В машине Вилен не замедлил положить ей руку на коленку, на что Галя устало выдохнула: «Сейчас в лоб получишь». – «А что я делаю? Ничего не делаю».
Вилен показался ей – особенно в сравнении с ребятами-космонавтами – скользким, изменчивым, неприятным. А может, просто у нее день был такой тяжелый? Да нет, Кудимов был таким всегда, просто она забыла. Он и про Чкаловскую, куда вез девушку, несколько раз прокинул пяток вопросов, испытующе:
– А говорят, здесь отряд наших космонавтов тренируют, нет? Не встречала их? Какие там у них планы, не знаешь? Что-то давно в космосе советского человека не бывало, год скоро, как Гера слетал. Американцы уже своего на орбиту закинули. Когда мы ответим им на полет Гленна, не знаешь? А ходят слухи, что в отряд космонавтов девушек набрали, ты ничего не слыхала? – Самочувствие не позволяло ей поддерживать светскую беседу, да и секретность мешала откровенничать – оставалось отмалчиваться или скупо отвечать на все вопросы «нет» и «не знаю».

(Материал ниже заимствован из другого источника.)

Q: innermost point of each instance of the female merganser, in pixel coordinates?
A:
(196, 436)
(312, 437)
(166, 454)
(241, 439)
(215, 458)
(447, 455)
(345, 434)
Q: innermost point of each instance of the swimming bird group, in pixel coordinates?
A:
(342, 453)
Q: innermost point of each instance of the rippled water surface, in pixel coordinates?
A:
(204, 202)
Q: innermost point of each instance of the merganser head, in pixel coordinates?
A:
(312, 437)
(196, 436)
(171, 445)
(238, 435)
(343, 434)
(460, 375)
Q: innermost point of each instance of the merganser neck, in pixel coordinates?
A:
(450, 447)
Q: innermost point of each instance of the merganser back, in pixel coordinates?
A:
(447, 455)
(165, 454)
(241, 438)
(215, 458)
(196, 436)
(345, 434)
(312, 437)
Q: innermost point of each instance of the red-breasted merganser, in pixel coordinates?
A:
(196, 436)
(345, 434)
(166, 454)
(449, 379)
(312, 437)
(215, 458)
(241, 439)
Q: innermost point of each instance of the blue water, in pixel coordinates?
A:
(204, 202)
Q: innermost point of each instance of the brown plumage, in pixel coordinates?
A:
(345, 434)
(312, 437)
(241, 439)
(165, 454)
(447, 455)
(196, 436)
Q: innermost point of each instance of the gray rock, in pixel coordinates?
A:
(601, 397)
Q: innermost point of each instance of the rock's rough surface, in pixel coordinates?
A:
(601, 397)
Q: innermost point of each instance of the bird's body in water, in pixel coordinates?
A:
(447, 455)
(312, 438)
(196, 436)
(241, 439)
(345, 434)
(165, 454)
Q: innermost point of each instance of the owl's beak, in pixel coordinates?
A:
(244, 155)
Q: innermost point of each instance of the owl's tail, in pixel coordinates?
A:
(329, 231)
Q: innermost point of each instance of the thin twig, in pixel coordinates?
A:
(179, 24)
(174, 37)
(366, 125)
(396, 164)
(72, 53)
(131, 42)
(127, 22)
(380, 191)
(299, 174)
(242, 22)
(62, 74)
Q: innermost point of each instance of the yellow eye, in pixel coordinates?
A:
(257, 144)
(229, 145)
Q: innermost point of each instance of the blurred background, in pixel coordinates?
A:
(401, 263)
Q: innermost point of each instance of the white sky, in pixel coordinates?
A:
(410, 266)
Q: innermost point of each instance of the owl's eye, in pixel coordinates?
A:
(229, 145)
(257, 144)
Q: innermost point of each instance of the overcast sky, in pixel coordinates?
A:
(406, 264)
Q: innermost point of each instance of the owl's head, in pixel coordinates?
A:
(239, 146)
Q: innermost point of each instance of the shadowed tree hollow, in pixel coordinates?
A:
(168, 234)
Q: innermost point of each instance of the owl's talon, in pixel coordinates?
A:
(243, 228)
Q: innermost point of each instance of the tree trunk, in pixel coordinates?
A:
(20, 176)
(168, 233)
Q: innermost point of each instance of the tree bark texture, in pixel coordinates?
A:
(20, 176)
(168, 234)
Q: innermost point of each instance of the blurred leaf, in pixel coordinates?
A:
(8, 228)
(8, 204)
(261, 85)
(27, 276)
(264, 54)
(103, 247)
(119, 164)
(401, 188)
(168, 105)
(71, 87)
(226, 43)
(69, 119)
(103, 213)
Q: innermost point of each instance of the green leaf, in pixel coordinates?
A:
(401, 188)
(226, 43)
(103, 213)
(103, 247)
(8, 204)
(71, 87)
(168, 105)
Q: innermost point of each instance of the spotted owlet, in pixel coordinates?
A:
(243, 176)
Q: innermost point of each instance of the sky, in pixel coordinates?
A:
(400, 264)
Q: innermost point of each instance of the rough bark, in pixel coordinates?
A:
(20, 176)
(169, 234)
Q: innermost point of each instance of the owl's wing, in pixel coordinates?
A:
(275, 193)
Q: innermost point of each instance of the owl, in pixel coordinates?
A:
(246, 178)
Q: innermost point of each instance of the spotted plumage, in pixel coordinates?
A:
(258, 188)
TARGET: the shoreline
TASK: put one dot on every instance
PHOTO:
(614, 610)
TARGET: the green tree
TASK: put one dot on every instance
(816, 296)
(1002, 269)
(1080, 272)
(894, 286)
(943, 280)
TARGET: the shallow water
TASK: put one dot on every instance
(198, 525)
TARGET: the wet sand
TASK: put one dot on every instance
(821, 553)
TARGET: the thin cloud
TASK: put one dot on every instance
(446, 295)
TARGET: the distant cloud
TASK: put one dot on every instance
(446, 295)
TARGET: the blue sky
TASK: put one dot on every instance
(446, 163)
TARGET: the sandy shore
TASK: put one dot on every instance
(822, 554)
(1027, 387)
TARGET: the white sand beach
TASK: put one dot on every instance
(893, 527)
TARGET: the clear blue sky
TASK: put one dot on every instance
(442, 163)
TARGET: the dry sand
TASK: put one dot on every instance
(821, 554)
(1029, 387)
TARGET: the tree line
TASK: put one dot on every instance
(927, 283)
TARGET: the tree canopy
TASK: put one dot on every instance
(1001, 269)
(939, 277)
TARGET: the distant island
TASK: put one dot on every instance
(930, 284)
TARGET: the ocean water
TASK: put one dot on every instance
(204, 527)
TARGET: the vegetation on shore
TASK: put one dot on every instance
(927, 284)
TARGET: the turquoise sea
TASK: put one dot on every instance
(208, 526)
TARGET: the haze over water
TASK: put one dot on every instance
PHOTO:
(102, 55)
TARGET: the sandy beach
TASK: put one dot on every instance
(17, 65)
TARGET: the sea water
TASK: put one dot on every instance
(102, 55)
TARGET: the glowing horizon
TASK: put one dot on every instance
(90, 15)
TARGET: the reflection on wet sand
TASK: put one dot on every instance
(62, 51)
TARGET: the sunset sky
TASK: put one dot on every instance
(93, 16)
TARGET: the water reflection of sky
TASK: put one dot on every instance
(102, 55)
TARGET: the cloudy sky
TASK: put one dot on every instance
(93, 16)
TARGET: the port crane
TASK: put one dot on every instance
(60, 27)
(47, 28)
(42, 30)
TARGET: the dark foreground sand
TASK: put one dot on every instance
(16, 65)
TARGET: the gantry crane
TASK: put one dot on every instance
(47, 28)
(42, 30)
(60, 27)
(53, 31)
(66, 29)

«Лучше бы я, ей-ей, на электричке поехала!» – в сердцах подумала она – хотя на электричке, на жесткой скамейке, среди народа, вряд ли бы вообще добралась.
Кудимов подвез ее к проходной. Полез целоваться. Галя зло оттолкнула его, открыла дверцу, потащилась к проходной.
Как раз от электрички шли девчата, возвращавшиеся из Москвы из увольнительной. Захихикали: «Кто это тебя, Иноземцева, на «Москвиче» возит? Сразу видно – не муж, мужья на прощанье целоваться не пристают». Галя не отвечала. Ей было тяжело. И телесно, и душевно. Думалось: «Что ж я за сволочь-то такая, скоро было бы у меня уже двое детишек! Жила бы спокойно при муже, варила борщи, купала ребяток и с ними гуляла. А я одного, Юрочку, на мужа кинула, со вторым и вовсе расправилась, а сама занимаюсь неизвестно чем – кому это надо и будет ли во всем, что я делаю, толк?»